His younger brother, R. Leizer Karasik, related:

It was around the year 5766, and my brother, Yaakov Boruch, came home for a visit, from Lubavitch to our hometown of Lapitch. He was 21 years old and due for army draft.

In the chassidishe shtiebel where we davened, davening on Shabbos began at 8:30 am, and lasted for about two hours. Everyone had completed Shachris and were preparing to go home, but Yaakov Boruch was still immersed in his davening. I thought to wait for him, but my father told me not to, though I couldn’t understand why not. We went home and completed our seuda, but Yaakov Boruch had still not arrived.

I left the house to go play with my friends, when I suddenly heard a big commotion. Everyone was rushing to the shul to see an unusual spectacle: Yaakov Boruch was still davening! Everyone was astounded: How can someone daven so long, until late in the afternoon?! It isn’t Yom Kippur, and besides, he isn’t holding a machzor?!
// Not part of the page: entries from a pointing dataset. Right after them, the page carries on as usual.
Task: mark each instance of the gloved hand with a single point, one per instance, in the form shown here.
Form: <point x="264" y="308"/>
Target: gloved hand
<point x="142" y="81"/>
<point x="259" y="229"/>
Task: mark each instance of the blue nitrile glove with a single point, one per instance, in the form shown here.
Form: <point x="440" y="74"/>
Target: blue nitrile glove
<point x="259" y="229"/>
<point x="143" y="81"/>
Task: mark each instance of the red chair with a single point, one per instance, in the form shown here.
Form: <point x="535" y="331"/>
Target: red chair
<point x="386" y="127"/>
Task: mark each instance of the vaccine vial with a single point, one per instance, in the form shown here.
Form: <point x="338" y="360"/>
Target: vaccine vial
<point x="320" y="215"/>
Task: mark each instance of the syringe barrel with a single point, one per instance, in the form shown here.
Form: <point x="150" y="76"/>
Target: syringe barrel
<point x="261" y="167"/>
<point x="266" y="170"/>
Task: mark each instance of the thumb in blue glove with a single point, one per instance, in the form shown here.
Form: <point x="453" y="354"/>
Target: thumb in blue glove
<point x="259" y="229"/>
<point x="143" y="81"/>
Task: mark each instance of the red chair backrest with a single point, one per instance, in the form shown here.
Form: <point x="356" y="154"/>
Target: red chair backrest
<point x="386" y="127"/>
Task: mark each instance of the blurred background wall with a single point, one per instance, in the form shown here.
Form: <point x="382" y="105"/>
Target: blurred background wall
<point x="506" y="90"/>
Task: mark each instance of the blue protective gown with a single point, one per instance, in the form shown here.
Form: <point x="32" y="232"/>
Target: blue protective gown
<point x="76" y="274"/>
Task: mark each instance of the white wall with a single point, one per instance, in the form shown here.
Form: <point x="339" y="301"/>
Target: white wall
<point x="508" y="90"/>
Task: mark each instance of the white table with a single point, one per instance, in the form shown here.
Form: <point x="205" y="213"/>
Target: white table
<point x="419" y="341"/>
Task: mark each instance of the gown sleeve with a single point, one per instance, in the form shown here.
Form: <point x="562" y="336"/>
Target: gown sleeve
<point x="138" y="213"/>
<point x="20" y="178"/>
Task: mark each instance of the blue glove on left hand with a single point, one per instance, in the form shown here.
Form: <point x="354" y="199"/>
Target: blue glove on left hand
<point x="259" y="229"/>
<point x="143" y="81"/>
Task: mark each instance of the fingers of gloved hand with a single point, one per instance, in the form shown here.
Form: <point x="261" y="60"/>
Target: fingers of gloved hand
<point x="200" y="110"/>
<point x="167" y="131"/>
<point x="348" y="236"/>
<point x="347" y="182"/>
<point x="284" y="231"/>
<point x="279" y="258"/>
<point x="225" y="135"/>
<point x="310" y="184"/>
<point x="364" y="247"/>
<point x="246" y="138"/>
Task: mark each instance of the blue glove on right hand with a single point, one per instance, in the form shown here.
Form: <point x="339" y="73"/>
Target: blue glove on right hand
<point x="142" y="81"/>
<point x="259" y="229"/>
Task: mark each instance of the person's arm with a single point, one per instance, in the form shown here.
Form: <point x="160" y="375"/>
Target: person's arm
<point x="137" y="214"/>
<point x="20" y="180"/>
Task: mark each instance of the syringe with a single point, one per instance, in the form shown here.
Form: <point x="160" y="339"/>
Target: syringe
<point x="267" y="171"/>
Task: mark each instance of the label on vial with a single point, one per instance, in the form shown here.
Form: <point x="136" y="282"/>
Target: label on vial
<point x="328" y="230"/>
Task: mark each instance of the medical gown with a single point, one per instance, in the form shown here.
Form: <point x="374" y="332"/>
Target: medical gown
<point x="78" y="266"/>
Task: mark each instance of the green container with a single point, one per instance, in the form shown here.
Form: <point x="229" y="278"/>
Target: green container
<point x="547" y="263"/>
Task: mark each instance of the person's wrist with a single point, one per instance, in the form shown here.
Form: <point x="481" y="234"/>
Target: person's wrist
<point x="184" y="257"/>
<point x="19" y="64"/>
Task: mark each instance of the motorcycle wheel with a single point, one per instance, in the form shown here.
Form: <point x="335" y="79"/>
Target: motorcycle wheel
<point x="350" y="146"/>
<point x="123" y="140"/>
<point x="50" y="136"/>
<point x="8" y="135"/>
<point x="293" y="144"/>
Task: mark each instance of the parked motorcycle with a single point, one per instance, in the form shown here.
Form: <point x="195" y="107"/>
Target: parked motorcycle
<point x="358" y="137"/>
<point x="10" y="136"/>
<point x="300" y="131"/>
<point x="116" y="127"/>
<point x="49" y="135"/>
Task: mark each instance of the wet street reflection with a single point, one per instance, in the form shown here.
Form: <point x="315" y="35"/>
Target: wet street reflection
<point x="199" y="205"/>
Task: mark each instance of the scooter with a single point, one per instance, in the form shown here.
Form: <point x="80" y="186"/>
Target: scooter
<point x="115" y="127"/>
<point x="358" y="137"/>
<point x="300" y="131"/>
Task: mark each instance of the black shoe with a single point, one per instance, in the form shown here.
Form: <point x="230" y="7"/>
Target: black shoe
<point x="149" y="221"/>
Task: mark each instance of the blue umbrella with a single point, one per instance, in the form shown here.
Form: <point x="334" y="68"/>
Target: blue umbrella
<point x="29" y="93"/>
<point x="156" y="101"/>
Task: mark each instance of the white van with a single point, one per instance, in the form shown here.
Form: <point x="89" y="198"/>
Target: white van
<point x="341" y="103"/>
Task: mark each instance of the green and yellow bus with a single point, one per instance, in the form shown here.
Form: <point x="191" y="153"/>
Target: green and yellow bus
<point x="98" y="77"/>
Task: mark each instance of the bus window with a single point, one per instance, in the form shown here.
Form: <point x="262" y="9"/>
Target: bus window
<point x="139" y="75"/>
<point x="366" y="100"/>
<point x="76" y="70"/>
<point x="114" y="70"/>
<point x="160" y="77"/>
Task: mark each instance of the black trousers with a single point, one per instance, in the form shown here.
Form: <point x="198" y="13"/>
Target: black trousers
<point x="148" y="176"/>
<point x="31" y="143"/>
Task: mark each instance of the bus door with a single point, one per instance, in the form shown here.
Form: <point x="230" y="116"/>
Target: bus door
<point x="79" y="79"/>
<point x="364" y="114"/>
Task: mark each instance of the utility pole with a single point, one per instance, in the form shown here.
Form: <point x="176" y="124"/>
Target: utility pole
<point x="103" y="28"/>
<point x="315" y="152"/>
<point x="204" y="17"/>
When they realized that he is so engrossed in his davening that he is unaware of his surroundings, their shock only increased. “He must have lost his mind,” they whispered to each other.

I was devastated. I ran home and told my parents what people were saying, and I began to cry. My parents, however, calmed me. “Don’t mind these simple people,” they said, “they don’t understand anything. Your brother is a great person, and as you get older, you will get to know him.”

All day, I remained at home and refused to leave out of embarrassment of my friends. Towards evening, Yaakov Boruch finally came home accompanied by a group of children, trailing behind him like they followed a lunatic.

Yaakov Boruch, however, paid no heed to them, and continued on his path. And, indeed, it wasn’t long before all the townsmen came to recognize his greatness and began to treat him with the utmost respect.